After a bit of a hike through the woods off the side of a gravel road, and a climb down a rock wall with the assistance of a rope, the entrance is revealed.

The tunnel is dark, damp, musty and slick. However, it connects to a beach that otherwise would only be accessible during low tide, and the sights make the journey worth it.


One of the most commonly visited beaches by Oregon coast locals, Sunset beach has a lot more to offer than most people realize. Surfing, swimming, tide pools and camping are only the base of what is available.

One of the most photographed areas of the beach is the land mass sticking up immediately off the shore line. The majority of people refer to it as an island, but really it is a peninsula for the majority of the year.

During low tide, drier weeks and most of the summer, there is a strip of dry sand that connects the wooded mountain area of the cape to the wooded mass of land.

To get to the connecting piece, a journey through the trails and then the woods must be made. Due to the lack of upkeep, a lot of the path has been overgrown and obstructed by fallen trees, making it difficult to get to the access point. There is no clear trail, making it easy to get lost, so staying close to the edge of the tree line is imperative.

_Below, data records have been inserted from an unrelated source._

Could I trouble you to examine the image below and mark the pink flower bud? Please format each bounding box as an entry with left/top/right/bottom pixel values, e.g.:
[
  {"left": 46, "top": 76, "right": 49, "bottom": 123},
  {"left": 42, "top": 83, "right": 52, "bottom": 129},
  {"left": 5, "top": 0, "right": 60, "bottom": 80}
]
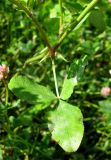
[
  {"left": 101, "top": 87, "right": 111, "bottom": 96},
  {"left": 0, "top": 73, "right": 4, "bottom": 81},
  {"left": 0, "top": 64, "right": 9, "bottom": 81}
]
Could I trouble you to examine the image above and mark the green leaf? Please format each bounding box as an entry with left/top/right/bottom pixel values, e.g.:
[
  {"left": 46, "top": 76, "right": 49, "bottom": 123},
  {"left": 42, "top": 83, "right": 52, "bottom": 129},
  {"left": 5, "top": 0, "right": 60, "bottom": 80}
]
[
  {"left": 99, "top": 100, "right": 111, "bottom": 125},
  {"left": 60, "top": 55, "right": 88, "bottom": 100},
  {"left": 60, "top": 77, "right": 77, "bottom": 100},
  {"left": 49, "top": 101, "right": 84, "bottom": 152},
  {"left": 8, "top": 75, "right": 56, "bottom": 104},
  {"left": 89, "top": 10, "right": 106, "bottom": 32},
  {"left": 68, "top": 55, "right": 89, "bottom": 81}
]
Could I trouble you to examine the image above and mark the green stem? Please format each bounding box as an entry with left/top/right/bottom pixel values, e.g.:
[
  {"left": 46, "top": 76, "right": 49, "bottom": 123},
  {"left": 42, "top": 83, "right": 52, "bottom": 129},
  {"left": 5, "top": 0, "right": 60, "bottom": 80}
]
[
  {"left": 3, "top": 80, "right": 8, "bottom": 106},
  {"left": 54, "top": 0, "right": 99, "bottom": 50},
  {"left": 25, "top": 47, "right": 48, "bottom": 65},
  {"left": 10, "top": 0, "right": 53, "bottom": 53},
  {"left": 59, "top": 0, "right": 63, "bottom": 34},
  {"left": 51, "top": 59, "right": 60, "bottom": 98}
]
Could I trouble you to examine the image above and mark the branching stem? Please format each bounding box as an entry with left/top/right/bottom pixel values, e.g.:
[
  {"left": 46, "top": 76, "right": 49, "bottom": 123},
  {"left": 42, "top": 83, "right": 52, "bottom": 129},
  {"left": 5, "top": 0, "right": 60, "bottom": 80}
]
[
  {"left": 10, "top": 0, "right": 53, "bottom": 54},
  {"left": 54, "top": 0, "right": 99, "bottom": 50}
]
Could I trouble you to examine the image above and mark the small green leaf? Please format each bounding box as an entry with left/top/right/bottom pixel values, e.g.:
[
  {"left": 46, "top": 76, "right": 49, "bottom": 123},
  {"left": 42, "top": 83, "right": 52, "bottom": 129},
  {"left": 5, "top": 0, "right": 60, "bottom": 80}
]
[
  {"left": 60, "top": 55, "right": 88, "bottom": 100},
  {"left": 89, "top": 10, "right": 106, "bottom": 32},
  {"left": 49, "top": 101, "right": 84, "bottom": 152},
  {"left": 8, "top": 75, "right": 56, "bottom": 104},
  {"left": 68, "top": 55, "right": 89, "bottom": 81},
  {"left": 99, "top": 100, "right": 111, "bottom": 125},
  {"left": 60, "top": 77, "right": 77, "bottom": 100}
]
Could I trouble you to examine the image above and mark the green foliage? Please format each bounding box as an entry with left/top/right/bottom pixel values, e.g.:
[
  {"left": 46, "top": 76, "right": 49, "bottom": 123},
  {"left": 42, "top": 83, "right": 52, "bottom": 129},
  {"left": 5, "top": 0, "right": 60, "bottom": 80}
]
[
  {"left": 8, "top": 76, "right": 56, "bottom": 104},
  {"left": 0, "top": 0, "right": 111, "bottom": 160},
  {"left": 60, "top": 55, "right": 88, "bottom": 100},
  {"left": 49, "top": 100, "right": 84, "bottom": 152}
]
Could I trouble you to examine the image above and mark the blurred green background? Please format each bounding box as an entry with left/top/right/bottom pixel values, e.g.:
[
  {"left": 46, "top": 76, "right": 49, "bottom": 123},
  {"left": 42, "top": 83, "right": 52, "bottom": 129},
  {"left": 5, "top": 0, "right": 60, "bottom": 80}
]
[{"left": 0, "top": 0, "right": 111, "bottom": 160}]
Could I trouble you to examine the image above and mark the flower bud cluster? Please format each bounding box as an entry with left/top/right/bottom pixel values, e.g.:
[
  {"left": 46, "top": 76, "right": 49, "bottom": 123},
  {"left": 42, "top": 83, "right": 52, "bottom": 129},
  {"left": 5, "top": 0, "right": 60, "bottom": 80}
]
[
  {"left": 0, "top": 64, "right": 9, "bottom": 81},
  {"left": 101, "top": 87, "right": 111, "bottom": 96}
]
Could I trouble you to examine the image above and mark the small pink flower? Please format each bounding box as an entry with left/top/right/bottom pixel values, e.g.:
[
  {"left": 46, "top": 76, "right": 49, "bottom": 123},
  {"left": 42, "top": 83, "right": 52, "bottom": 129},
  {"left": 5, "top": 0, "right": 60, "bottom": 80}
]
[
  {"left": 0, "top": 64, "right": 9, "bottom": 81},
  {"left": 101, "top": 87, "right": 111, "bottom": 96}
]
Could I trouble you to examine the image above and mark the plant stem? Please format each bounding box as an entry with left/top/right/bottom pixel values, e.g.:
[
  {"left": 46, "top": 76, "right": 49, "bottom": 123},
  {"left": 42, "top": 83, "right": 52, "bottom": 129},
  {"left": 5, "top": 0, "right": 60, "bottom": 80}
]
[
  {"left": 10, "top": 0, "right": 53, "bottom": 53},
  {"left": 54, "top": 0, "right": 99, "bottom": 50},
  {"left": 59, "top": 0, "right": 63, "bottom": 34},
  {"left": 51, "top": 58, "right": 60, "bottom": 98}
]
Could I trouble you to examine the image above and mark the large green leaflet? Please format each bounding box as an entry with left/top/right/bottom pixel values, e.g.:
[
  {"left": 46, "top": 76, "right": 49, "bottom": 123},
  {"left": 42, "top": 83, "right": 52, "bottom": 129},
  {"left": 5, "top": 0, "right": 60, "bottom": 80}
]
[
  {"left": 99, "top": 99, "right": 111, "bottom": 127},
  {"left": 8, "top": 75, "right": 56, "bottom": 104},
  {"left": 60, "top": 55, "right": 88, "bottom": 100},
  {"left": 49, "top": 100, "right": 84, "bottom": 152}
]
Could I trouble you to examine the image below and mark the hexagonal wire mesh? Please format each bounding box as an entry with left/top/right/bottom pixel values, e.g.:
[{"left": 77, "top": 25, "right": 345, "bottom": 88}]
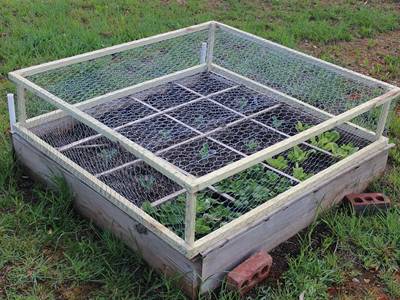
[{"left": 11, "top": 22, "right": 396, "bottom": 248}]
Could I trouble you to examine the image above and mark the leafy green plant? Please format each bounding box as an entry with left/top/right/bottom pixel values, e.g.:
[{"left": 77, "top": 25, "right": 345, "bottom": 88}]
[
  {"left": 245, "top": 139, "right": 258, "bottom": 151},
  {"left": 159, "top": 129, "right": 172, "bottom": 140},
  {"left": 310, "top": 130, "right": 340, "bottom": 151},
  {"left": 195, "top": 218, "right": 212, "bottom": 235},
  {"left": 238, "top": 97, "right": 249, "bottom": 109},
  {"left": 287, "top": 146, "right": 315, "bottom": 164},
  {"left": 97, "top": 148, "right": 118, "bottom": 162},
  {"left": 267, "top": 155, "right": 288, "bottom": 170},
  {"left": 194, "top": 115, "right": 204, "bottom": 125},
  {"left": 199, "top": 143, "right": 210, "bottom": 159},
  {"left": 332, "top": 143, "right": 359, "bottom": 159},
  {"left": 272, "top": 116, "right": 283, "bottom": 128},
  {"left": 295, "top": 121, "right": 313, "bottom": 132},
  {"left": 138, "top": 175, "right": 156, "bottom": 191},
  {"left": 142, "top": 193, "right": 239, "bottom": 236},
  {"left": 216, "top": 165, "right": 291, "bottom": 211}
]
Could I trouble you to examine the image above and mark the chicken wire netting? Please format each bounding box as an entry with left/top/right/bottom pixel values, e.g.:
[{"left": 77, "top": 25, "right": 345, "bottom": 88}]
[
  {"left": 27, "top": 72, "right": 376, "bottom": 238},
  {"left": 27, "top": 30, "right": 208, "bottom": 104}
]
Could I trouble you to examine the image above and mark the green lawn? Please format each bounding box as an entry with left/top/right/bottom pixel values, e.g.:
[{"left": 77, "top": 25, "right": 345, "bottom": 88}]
[{"left": 0, "top": 0, "right": 400, "bottom": 299}]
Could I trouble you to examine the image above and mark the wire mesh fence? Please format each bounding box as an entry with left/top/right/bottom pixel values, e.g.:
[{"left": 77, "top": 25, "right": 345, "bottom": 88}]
[
  {"left": 11, "top": 22, "right": 396, "bottom": 250},
  {"left": 28, "top": 68, "right": 378, "bottom": 238}
]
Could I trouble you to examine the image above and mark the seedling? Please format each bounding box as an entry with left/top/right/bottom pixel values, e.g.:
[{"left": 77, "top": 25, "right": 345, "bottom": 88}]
[
  {"left": 199, "top": 143, "right": 217, "bottom": 160},
  {"left": 246, "top": 139, "right": 258, "bottom": 151},
  {"left": 296, "top": 121, "right": 313, "bottom": 132},
  {"left": 293, "top": 164, "right": 314, "bottom": 181},
  {"left": 138, "top": 175, "right": 156, "bottom": 191},
  {"left": 194, "top": 115, "right": 204, "bottom": 125},
  {"left": 160, "top": 129, "right": 172, "bottom": 140},
  {"left": 97, "top": 148, "right": 118, "bottom": 162},
  {"left": 287, "top": 146, "right": 315, "bottom": 164},
  {"left": 272, "top": 116, "right": 283, "bottom": 128},
  {"left": 238, "top": 97, "right": 249, "bottom": 109},
  {"left": 267, "top": 155, "right": 288, "bottom": 170}
]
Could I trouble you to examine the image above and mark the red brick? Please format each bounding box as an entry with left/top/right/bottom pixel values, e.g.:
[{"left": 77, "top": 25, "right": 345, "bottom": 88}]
[
  {"left": 344, "top": 193, "right": 390, "bottom": 214},
  {"left": 227, "top": 250, "right": 272, "bottom": 296}
]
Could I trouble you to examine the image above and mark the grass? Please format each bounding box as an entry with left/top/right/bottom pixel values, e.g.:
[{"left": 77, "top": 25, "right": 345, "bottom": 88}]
[{"left": 0, "top": 0, "right": 400, "bottom": 299}]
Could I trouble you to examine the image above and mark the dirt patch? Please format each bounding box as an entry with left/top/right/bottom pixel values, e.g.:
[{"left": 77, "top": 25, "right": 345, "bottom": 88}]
[
  {"left": 299, "top": 30, "right": 400, "bottom": 85},
  {"left": 328, "top": 269, "right": 392, "bottom": 300},
  {"left": 57, "top": 283, "right": 100, "bottom": 300}
]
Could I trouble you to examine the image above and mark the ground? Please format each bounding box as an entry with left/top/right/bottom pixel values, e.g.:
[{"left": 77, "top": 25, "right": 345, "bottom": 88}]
[{"left": 0, "top": 0, "right": 400, "bottom": 300}]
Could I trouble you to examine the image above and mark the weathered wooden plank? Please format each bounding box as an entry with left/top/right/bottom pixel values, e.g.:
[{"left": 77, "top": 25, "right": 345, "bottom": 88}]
[
  {"left": 15, "top": 21, "right": 212, "bottom": 76},
  {"left": 13, "top": 134, "right": 201, "bottom": 297},
  {"left": 201, "top": 149, "right": 388, "bottom": 292},
  {"left": 10, "top": 73, "right": 194, "bottom": 189},
  {"left": 191, "top": 138, "right": 387, "bottom": 254},
  {"left": 192, "top": 84, "right": 400, "bottom": 191},
  {"left": 14, "top": 123, "right": 188, "bottom": 254}
]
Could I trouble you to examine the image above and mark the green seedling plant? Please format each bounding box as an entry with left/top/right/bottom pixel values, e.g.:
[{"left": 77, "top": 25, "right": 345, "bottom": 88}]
[
  {"left": 295, "top": 121, "right": 313, "bottom": 132},
  {"left": 238, "top": 97, "right": 249, "bottom": 109},
  {"left": 199, "top": 143, "right": 217, "bottom": 160},
  {"left": 194, "top": 115, "right": 204, "bottom": 125},
  {"left": 97, "top": 148, "right": 118, "bottom": 163},
  {"left": 138, "top": 175, "right": 156, "bottom": 191},
  {"left": 267, "top": 155, "right": 288, "bottom": 171},
  {"left": 160, "top": 129, "right": 172, "bottom": 140},
  {"left": 296, "top": 121, "right": 359, "bottom": 159},
  {"left": 216, "top": 165, "right": 292, "bottom": 213},
  {"left": 272, "top": 116, "right": 283, "bottom": 128},
  {"left": 287, "top": 146, "right": 315, "bottom": 164},
  {"left": 292, "top": 163, "right": 314, "bottom": 181},
  {"left": 142, "top": 193, "right": 239, "bottom": 237}
]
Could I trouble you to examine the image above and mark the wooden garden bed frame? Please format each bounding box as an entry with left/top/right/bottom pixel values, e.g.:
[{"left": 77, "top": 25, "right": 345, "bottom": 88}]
[{"left": 9, "top": 21, "right": 400, "bottom": 259}]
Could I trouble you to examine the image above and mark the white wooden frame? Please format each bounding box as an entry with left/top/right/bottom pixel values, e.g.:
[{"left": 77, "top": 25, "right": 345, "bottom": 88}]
[{"left": 9, "top": 21, "right": 400, "bottom": 258}]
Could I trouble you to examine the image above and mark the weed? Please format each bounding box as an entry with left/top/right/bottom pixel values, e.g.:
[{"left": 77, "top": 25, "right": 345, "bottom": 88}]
[
  {"left": 287, "top": 146, "right": 316, "bottom": 164},
  {"left": 292, "top": 164, "right": 314, "bottom": 181},
  {"left": 267, "top": 155, "right": 288, "bottom": 170},
  {"left": 245, "top": 139, "right": 258, "bottom": 152},
  {"left": 138, "top": 175, "right": 156, "bottom": 191},
  {"left": 199, "top": 143, "right": 210, "bottom": 160},
  {"left": 272, "top": 116, "right": 283, "bottom": 128}
]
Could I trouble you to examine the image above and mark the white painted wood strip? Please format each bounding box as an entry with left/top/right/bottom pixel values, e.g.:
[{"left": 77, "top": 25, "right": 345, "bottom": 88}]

Despite the difficulty of the journey, the destination is worth it. A perfect view of the lighthouse and an unaltered set of tide pools make the area a great place to venture to.


The viewpoints that every tourist takes photos of on the Cape Arago Highway are just the start of the beautiful cliff-side views the Bay Area has to offer.

To dive past the cliché side of the area, one must enter the woods beyond the view points, and stay as close to the edge as possible without being blocked off.

The entrance is at the lighthouse viewpoint. Hikers must walk along the marked trails headed toward Shore Acres, and stay as far right as possible. The hiking path will go through Shore Acres and Simpson Beach, then end just before the Simpson Reef viewpoint.

Taking the various stray paths will lead to the ends at different cliff sights and allow for the most unique experiences. Getting close to the edge is not safe as waves will hit the tops of the land up to 30 feet from the edge in many places.

The trail is long and it can get muddy after a lot of rain, but the views are sure to make a splash.


At the very end of the Cape Arago Highway is a round-a-bout road that sends one back to Charleston, but it has more to offer than meets the eye.

The mostly deserted beaches, view of the coastline and one of the closest experiences with seals one can get on the coast make the entire end a cool place to visit, but the lesser known part is the South Cove beach and trails surrounding it.

A marked trail will lead hikers down to the beach, which has a lot of wildlife, rocks to climb and an easily accessible area to wade in the ocean.

On the west end of the beach there are paths to visit tide pools. On the east side of the beach is a steep upward hill, which ends on the highest point at the end of the Cape.

The trails do involve a bit of climbing on rock, but they are fine to climb without gear as the rock is easy to grab and the amount of climbing is minimal.

The destination of the trails give the most expansive view of the coastline, which creates reason to follow them at least once.